Not only calcitriol plays a major role in tumor’s pathogenesis, progression, and therapy but also the enzymes involved in its metabolism have urged a serious interest in several research projects. Tumor cells, likewise other vitamin D target tissues, exhibit enzyme 24-hydroxylase responsible for calcitriol inactivation. Therefore, vitamin D activity will be reduced. Some studies address this problem through a combination therapy with 24-hydroxylase inhibitors alongside with calcitriol administration. However, this co-addition may also results in an increase in the risk of hypercalcemia effects. For these reasons, several authors argue that structural analogs of calcitriol that resist 24-hydroxylation may be a more useful cancer therapy [8].

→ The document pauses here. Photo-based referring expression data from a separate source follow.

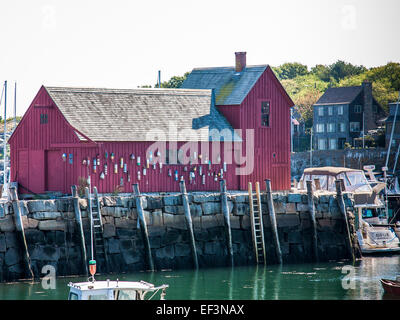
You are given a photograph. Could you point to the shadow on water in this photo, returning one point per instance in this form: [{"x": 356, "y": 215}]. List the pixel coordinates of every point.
[{"x": 296, "y": 281}]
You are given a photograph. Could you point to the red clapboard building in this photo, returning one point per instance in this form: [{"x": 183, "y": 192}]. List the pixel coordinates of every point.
[{"x": 156, "y": 137}]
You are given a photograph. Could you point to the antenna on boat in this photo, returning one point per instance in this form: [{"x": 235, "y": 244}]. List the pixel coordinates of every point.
[
  {"x": 92, "y": 262},
  {"x": 5, "y": 186}
]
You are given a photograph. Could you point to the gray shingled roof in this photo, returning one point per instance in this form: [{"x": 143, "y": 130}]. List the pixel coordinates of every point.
[
  {"x": 339, "y": 95},
  {"x": 130, "y": 114},
  {"x": 231, "y": 87}
]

It is documented that the enzyme 1-α-hydroxylase, which converts calcidiol into calcitriol, is also present in cancer tissues such as breast and prostate cancer. Therefore, calcidiol also could be administrated as a therapeutic agent, increasing local drug concentration without systemic side effects associated to calcitriol high levels [8, 13].

2.4. Vitamin D deficiency/insufficiency and health risks

Vitamin D deficiency/insufficiency is a worldwide well-recognized problem associated with an increased risk for several acute and chronic diseases [2]. VD deficiency is a resulting consequence of the modern lifestyle with the prevalence of obesity, increased information, and consciousness on harmful effects of UV radiation leading to an increased sun protection and sun avoidance [23]. Due to the very limited dietary sources of VD and insufficient exposure to sunlight in northern regions, between 30 and 60% of the European and North American population suffer from VD deficiency [12].

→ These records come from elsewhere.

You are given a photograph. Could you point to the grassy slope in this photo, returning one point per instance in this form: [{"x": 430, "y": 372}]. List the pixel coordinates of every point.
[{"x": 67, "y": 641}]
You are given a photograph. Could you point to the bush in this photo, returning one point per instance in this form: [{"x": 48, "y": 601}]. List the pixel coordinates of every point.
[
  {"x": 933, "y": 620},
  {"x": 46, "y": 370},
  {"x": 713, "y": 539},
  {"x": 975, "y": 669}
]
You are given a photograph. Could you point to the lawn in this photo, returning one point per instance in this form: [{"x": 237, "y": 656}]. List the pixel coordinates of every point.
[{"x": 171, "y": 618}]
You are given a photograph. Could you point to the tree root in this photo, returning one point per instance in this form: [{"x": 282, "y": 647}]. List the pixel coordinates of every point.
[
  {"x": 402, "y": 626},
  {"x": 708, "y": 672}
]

Thus, several adverse outcomes are nowadays firmly associated with the VD insufficiency problems. Concerning the musculoskeletal system, low bloodstream levels of VD are related to low bone mineral density leading to rachitic with increased fracture risk. This bone illness is associated more directly with the circulating VD levels than to the dietary calcium intake [23].

VD insufficiency is also a risk factor for the development of various cardiovascular diseases. As VD regulates the proliferation of cardiac muscle cells, its deficiency is associated with the increased risk for coronary artery disease, heart failure, and peripheral artery disease. Studies also showed that VD deficiency leads to the development of hypertension, ventricular hypertrophy, and coronary artery calcification [22].

VD deficiency can also be related to the appearance of microbial diseases since VD plays a major role in promoting antiviral activity [23].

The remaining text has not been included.